Depending on the experiment and tumour type, thorough histopathology may be required to confirm that these specimens are truly non-malignant. Furthermore, some cancers are thought to exert a field effect on surrounding tissue, so non-malignant samples may be best defined as “benign” or “morphologically normal”, rather than “normal” [27, 28]. Notwithstanding this limitation, non-malignant samples are still useful because they often have high take rates as primary PDXs [10, 25]. Anecdotally, benign epithelial cells often persist in primary PDXs, even when cancer cells fail to grow. However, unlike tumours, non-malignant tissues do not produce serially transplantable PDXs. Collectively, this means that non-malignant specimens are a convenient source of tissue for short-term PDX experiments as long as their histopathology is carefully reviewed.
Localised Tumour Tissue
Localised tumours are a common source of tissue for PDXs, because surgery with curative intent is standard practice for treating many cancers. These specimens can provide large amounts of tumour tissue from each patient, and it is sometimes possible to obtain locally advanced cancer from surrounding lymph nodes. Regions of tumour tissue can be dissected from surgical specimens with a scalpel or biopsy needle, ideally avoiding benign or necrotic tissue [5, 29]. Whichever method is used, it is essential that the overall architecture of the specimen is preserved for routine pathology reporting of surgical margins, tumour differentiation and histology [5]. PDXs can also be established from primary tumours after patients have received neoadjuvant treatments [30, 31]. In cases where surgery is not performed, tissue can be obtained from biopsies, including fine needle aspirates [10, 13, 32, 33]. Thus, for many cancers localised tumours are a widely available source of tissue for xenografting.
PDXs of primary tumour have many applications. Large biobanks of PDXs have been established from primary tumours of numerous cancers [1,2,3, 34]. Genomic analyses of these large cohorts have shown that they approximate the inter-patient diversity of tumours in the clinic [1, 2]. Thus, they provide comprehensive preclinical platforms for drug screening.
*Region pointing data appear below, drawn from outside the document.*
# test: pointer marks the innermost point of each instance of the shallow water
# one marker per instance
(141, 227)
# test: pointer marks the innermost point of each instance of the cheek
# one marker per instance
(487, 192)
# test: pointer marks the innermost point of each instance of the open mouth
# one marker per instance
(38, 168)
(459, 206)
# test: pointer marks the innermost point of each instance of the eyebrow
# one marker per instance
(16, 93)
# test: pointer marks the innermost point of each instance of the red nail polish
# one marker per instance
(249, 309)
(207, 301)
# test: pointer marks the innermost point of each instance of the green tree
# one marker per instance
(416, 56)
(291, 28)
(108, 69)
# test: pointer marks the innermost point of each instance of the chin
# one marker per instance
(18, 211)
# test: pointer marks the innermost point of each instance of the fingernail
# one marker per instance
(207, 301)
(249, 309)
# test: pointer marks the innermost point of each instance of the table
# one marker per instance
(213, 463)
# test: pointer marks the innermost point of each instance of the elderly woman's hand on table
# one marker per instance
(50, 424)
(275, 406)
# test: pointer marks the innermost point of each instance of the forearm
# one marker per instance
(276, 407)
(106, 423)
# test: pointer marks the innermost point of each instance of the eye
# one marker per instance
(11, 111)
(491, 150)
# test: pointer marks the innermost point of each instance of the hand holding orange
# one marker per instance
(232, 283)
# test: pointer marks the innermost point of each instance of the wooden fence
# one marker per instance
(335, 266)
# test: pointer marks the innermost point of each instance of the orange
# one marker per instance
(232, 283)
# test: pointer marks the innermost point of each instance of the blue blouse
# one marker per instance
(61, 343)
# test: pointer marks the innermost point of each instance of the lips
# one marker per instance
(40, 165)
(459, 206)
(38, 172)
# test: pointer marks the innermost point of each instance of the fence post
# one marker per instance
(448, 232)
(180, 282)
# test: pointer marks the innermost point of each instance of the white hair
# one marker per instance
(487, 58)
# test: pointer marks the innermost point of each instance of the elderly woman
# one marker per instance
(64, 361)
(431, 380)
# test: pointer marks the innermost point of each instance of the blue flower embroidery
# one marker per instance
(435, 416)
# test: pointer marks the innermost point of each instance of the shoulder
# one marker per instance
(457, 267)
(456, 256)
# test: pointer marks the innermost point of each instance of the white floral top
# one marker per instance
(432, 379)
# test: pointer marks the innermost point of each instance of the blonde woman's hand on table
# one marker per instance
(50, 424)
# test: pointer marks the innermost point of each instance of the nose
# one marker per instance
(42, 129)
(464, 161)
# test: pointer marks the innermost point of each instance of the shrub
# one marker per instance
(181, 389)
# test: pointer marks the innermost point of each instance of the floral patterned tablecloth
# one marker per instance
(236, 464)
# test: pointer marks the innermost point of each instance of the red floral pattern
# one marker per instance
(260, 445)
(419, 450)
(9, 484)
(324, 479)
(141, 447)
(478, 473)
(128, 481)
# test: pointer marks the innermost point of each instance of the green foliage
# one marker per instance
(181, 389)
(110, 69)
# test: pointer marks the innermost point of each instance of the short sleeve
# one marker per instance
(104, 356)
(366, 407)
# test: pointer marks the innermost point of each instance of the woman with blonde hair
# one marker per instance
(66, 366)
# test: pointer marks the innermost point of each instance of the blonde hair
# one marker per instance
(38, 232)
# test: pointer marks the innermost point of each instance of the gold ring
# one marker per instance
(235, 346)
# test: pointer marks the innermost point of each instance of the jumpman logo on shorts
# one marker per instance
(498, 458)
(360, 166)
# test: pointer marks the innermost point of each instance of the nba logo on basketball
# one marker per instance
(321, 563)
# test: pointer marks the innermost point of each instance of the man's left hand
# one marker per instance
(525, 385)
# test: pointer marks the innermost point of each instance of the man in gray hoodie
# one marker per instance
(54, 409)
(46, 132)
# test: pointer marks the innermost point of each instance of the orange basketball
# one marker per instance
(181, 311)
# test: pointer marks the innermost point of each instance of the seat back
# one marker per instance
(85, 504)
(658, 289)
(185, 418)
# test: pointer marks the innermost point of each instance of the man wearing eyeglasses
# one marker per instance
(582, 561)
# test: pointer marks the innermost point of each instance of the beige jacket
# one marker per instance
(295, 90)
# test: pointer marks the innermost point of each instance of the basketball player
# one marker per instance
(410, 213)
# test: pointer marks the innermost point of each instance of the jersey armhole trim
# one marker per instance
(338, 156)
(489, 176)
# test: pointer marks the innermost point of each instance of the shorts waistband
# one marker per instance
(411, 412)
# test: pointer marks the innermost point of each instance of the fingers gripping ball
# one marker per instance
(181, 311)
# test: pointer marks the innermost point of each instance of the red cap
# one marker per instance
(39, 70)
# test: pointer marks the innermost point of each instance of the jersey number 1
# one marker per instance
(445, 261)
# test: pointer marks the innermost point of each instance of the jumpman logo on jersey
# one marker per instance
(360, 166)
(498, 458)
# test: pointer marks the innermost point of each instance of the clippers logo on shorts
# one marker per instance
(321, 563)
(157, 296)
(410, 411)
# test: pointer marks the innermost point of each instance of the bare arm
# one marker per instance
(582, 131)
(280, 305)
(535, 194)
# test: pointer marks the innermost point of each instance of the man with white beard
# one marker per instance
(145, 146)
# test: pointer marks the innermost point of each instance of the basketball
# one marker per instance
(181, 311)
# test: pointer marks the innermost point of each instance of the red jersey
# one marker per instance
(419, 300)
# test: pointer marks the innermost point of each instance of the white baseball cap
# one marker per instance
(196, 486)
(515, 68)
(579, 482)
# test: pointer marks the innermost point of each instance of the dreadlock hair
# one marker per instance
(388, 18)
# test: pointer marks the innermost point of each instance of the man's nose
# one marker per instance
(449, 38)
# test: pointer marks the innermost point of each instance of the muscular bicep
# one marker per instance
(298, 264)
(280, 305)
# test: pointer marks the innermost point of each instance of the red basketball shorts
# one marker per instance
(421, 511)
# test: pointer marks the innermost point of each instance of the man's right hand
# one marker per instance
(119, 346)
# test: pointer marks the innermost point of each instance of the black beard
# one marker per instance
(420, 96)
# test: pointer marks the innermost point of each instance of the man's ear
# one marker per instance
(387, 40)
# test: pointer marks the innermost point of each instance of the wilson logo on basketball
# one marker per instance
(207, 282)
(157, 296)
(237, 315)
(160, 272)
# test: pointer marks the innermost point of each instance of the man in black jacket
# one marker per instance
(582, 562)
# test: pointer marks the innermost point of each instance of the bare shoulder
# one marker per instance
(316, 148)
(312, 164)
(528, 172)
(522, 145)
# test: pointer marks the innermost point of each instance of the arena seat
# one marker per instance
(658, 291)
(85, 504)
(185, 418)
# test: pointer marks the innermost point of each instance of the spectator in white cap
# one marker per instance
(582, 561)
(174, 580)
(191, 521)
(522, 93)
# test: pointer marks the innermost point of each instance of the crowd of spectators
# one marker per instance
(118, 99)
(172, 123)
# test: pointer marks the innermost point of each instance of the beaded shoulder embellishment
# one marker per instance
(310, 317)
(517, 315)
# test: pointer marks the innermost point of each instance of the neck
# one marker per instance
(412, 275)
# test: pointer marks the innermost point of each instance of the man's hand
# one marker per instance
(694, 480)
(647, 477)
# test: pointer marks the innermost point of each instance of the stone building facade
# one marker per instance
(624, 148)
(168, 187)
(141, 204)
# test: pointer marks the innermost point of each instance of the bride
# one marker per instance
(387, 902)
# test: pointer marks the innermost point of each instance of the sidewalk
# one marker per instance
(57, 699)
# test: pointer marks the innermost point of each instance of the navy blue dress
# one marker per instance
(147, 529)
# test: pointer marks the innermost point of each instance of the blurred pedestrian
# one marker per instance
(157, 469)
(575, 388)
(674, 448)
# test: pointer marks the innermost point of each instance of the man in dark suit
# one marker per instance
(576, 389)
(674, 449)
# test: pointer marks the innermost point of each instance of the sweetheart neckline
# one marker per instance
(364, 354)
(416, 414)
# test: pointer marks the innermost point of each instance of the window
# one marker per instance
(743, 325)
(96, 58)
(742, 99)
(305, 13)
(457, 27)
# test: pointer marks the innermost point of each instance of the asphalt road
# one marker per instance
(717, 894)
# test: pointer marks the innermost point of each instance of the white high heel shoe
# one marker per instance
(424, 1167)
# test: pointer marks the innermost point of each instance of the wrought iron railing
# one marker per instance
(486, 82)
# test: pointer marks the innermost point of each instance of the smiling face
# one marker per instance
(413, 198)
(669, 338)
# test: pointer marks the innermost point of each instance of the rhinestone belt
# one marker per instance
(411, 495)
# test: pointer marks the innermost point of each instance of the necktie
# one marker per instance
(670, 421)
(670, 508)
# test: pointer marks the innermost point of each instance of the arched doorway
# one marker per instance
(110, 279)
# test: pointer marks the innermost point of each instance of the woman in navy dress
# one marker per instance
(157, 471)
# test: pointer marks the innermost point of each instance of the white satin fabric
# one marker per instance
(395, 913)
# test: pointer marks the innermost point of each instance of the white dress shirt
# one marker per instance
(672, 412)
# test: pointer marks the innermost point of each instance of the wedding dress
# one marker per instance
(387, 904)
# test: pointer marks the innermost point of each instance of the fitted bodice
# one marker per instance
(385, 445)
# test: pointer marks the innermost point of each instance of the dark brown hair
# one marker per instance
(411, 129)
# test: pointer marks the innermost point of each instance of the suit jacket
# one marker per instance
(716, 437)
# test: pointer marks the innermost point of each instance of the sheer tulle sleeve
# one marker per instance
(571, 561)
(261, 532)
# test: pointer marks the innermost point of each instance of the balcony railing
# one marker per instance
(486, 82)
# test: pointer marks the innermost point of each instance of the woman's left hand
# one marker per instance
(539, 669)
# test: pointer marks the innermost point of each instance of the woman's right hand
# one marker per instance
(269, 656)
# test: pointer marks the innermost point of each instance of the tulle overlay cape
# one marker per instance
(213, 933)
Serially transplantable PDXs of primary cancers are also useful for studying tumour biology. For example, some laboratories have grown PDXs under selective pressure to create models of therapy resistance [13], while others have established PDXs from matched localised and metastatic tumours from the same patient [1, 32]. Therefore, even though PDXs of primary tumours usually do not represent lethal disease, they are invaluable models for cancer research.
Metastatic Tumour Tissue
PDXs of metastatic tumours provide models of the most aggressive stages of cancer progression, including therapy resistance [14, 35]. This makes PDXs of metastatic tumours ideal for studying mechanisms of drug resistance and for testing the efficacy of novel therapeutics. For many cancers, however, there is limited access to metastatic tumours compared to localised disease. Patients with some cancers rarely undergo surgical resection of metastases and are instead treated with radiotherapy or systemic therapies like chemotherapy. Nevertheless, once the logistical and ethical challenges are overcome, it is still possible to obtain metastatic samples from patients during treatment or after death.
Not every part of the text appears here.